Srin’gahar and Gundersen went aside to plan their route. “Where in the mist country do you intend to go?” the nildor asked.

“It does not matter. I just want to enter it. I suppose I’ll have to go wherever Cullen is.”

“Yes. But we do not know exactly where he is, so we will have to wait until we are there to learn it. Do you have special places to visit on the way north?”

“I want to stop at the Earthman stations,” Gundersen said. “Particularly at Shangri-la Falls. So my idea is that we’ll follow Madden’s River northwestward, and—”

“These names are unknown to me.”

“Sorry. I guess they’ve all reverted back to nildororu names. And I don’t know those. But wait—” Seizing a stick, Gundersen scratched a hasty but serviceable map of Belzagor’s western hemisphere in the mud. Across the waist of the disk he drew the thick swath of the tropics. At the right side he gouged out a curving bite to indicate the ocean; on the left he outlined the Sea of Dust. Above and below the band of the tropics he drew the thinner lines representing the northern and southern mist zones, and beyond them he indicated the gigantic icecaps. He marked the spaceport and the hotel at the coast with an X, and cut a wiggly line up from there, clear across the tropics into the northern mist country, to show Madden’s River. At the midway point of the river he placed a dot to mark Shangri-la Falls. “Now,” said Gundersen, “if you follow the tip of my stick—”

“What are those marks on the ground?” asked Srin’gahar.

A map of your planet, Gundersen wanted to say. But there was no nildororu word in his mind for “map.” He found that he also lacked words for “image,” picture,” and similar concepts. He said lamely, “This is your world. This is Belzagor, or at least half of it. See, this is the ocean, and the sun rises here, and—”

“How can this be my world, these marks, when my world is so large?”

“This is like your world. Each of these lines, here, stands for a place on your world. You see, here, the big river that runs out of the mist country and comes down to the coast, where the hotel is, yes? And this mark is the spaceport. These two lines are the top and the bottom of the northern mist country. The—”

“It takes a strong sulidor a march of many days to cross the northern mist country. said Srin’gahar. “I do not understand how you can point to such a small space and tell me it is the northern mist country. Forgive me, friend of my journey. I am very stupid.”
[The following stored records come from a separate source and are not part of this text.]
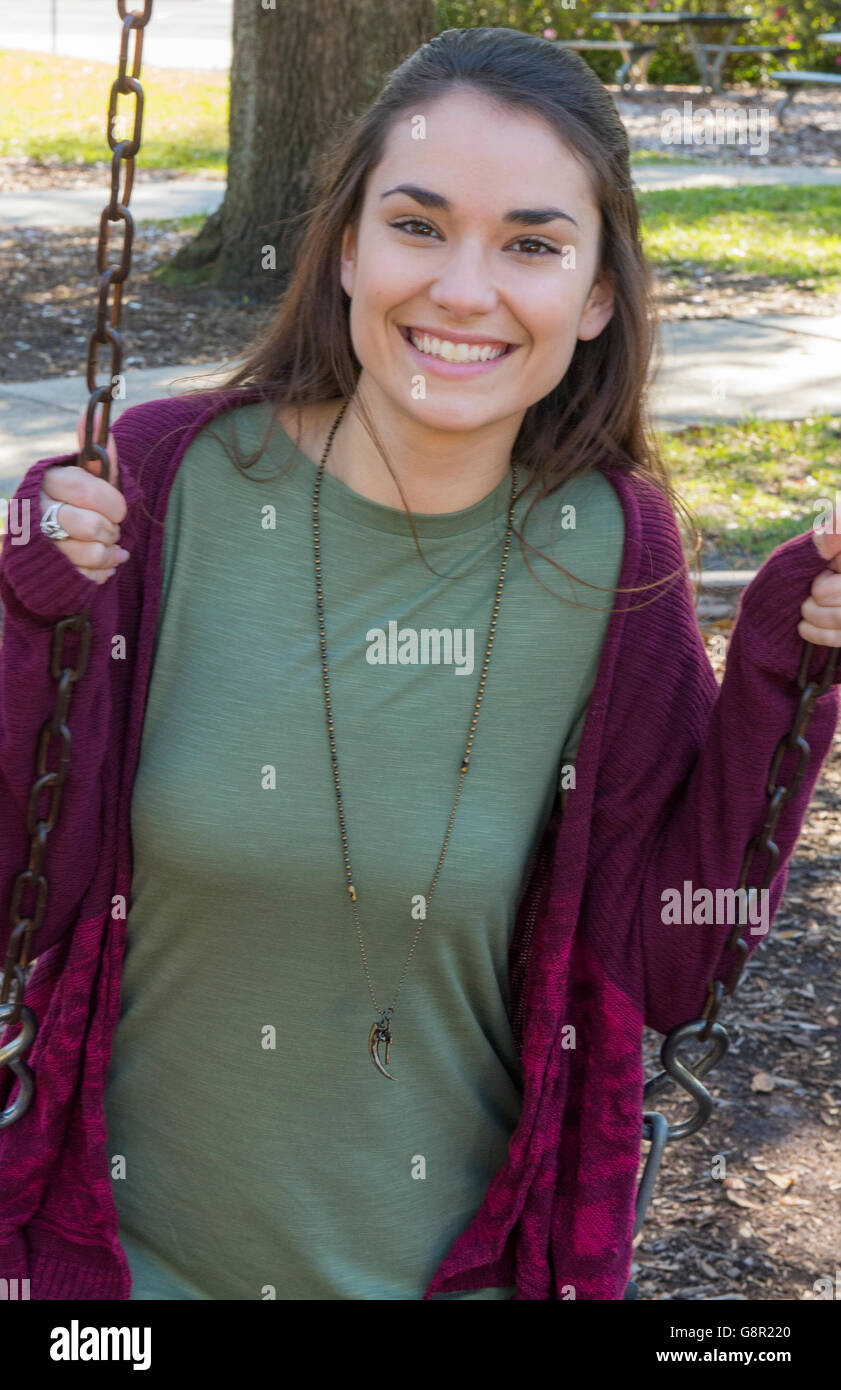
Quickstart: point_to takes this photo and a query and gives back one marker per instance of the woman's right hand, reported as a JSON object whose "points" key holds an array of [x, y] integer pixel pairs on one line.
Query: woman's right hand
{"points": [[91, 513]]}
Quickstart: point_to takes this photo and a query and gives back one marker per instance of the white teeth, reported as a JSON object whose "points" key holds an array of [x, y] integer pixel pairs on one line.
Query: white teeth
{"points": [[455, 352]]}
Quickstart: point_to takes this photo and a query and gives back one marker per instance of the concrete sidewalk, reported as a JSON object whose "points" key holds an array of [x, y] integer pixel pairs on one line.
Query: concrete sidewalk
{"points": [[774, 367], [182, 196]]}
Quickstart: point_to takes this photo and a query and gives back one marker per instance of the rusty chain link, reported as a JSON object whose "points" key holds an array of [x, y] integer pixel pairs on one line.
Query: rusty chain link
{"points": [[13, 1009], [25, 922]]}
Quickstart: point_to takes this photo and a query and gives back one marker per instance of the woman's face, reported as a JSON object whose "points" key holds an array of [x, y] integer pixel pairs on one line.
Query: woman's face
{"points": [[496, 243]]}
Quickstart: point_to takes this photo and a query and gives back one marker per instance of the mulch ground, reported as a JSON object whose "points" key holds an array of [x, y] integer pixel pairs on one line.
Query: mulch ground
{"points": [[772, 1226], [49, 278]]}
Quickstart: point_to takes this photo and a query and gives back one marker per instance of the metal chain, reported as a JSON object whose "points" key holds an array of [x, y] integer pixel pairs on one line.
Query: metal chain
{"points": [[655, 1126], [27, 920]]}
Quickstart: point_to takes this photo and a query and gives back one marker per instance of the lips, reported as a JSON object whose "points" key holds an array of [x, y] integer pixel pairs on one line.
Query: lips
{"points": [[470, 339]]}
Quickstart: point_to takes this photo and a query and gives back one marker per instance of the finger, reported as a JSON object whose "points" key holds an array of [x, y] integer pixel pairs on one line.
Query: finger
{"points": [[84, 524], [91, 555], [98, 576], [819, 635], [72, 484], [826, 588]]}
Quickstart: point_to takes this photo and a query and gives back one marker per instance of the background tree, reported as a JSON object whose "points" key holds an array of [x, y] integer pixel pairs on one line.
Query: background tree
{"points": [[300, 70]]}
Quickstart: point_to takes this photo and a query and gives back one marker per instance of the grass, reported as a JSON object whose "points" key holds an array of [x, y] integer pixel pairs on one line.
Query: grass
{"points": [[790, 234], [748, 485], [754, 484], [57, 107], [659, 157]]}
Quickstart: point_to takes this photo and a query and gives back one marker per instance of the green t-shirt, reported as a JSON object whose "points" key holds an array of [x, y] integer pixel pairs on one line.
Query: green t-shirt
{"points": [[256, 1153]]}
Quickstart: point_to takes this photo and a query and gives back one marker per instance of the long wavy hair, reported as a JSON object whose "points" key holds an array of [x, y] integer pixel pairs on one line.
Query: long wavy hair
{"points": [[598, 412]]}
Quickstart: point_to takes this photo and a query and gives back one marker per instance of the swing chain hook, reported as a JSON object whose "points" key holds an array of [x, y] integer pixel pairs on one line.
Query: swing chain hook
{"points": [[655, 1127]]}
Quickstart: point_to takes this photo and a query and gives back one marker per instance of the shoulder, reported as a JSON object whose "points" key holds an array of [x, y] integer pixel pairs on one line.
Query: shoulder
{"points": [[153, 435], [654, 542]]}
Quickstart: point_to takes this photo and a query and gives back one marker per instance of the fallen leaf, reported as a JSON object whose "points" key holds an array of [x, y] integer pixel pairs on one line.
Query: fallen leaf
{"points": [[762, 1082]]}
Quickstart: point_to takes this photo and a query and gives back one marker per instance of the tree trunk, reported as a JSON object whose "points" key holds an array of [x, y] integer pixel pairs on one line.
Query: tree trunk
{"points": [[299, 72]]}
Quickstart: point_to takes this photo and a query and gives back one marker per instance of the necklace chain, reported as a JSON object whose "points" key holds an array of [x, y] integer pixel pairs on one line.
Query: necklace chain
{"points": [[382, 1029]]}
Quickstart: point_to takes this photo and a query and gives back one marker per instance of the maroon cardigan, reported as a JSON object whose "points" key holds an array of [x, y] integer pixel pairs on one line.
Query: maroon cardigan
{"points": [[670, 787]]}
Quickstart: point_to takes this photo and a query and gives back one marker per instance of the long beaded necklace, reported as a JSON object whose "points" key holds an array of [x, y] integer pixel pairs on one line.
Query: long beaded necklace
{"points": [[381, 1029]]}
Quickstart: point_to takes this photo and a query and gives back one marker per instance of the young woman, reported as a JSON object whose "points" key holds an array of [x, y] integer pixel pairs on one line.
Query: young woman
{"points": [[412, 740]]}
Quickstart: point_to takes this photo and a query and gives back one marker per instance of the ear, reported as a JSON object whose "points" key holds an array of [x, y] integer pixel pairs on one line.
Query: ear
{"points": [[348, 273], [598, 310]]}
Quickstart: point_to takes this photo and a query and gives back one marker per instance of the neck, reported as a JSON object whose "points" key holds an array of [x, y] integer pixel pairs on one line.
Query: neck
{"points": [[439, 470]]}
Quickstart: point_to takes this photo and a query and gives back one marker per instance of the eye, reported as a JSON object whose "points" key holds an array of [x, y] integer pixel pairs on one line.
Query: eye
{"points": [[535, 241], [407, 223], [416, 221]]}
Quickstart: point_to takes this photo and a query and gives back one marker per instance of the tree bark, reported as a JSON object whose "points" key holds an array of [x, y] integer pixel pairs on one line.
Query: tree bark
{"points": [[300, 71]]}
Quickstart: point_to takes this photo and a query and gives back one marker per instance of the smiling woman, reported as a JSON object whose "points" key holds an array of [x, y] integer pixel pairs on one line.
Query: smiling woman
{"points": [[371, 870]]}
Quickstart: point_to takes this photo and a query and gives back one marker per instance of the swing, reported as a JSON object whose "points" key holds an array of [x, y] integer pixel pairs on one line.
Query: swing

Gundersen tried again, attempting to communicate the nature of the marks on the ground. But Srin’gahar simply could not comprehend the idea of a map, nor could he see how scratched lines could represent places. Gundersen considered asking Vol’himyor to help him, but rejected that plan when he realized that Vol’himyor, too, might not understand; it would be tactless to expose the many-born one’s ignorance in any area. The map was a metaphor of place, an abstraction from reality. Evidently even beings possessing g’rakh might not have the capacity to grasp such abstractions.

He apologized to Srin’gahar for his own inability to express concepts clearly, and rubbed out the map with his boot. Without it, planning the route was somewhat more difficult, but they found ways to communicate. Gundersen learned that the great river at whose mouth the hotel was situated was called the Seran’nee in nildororu, and that the place where the river plunged out of the mountains into the coastal plain, which Earthmen knew as Shangri-la Falls, was Du’jayukh to nildoror. Then it was simple for them to agree to follow the Seran’nee to its source, with a stop at Du’jayukh and at any other settlement of Earthmen that happened to lie conveniently on the path north.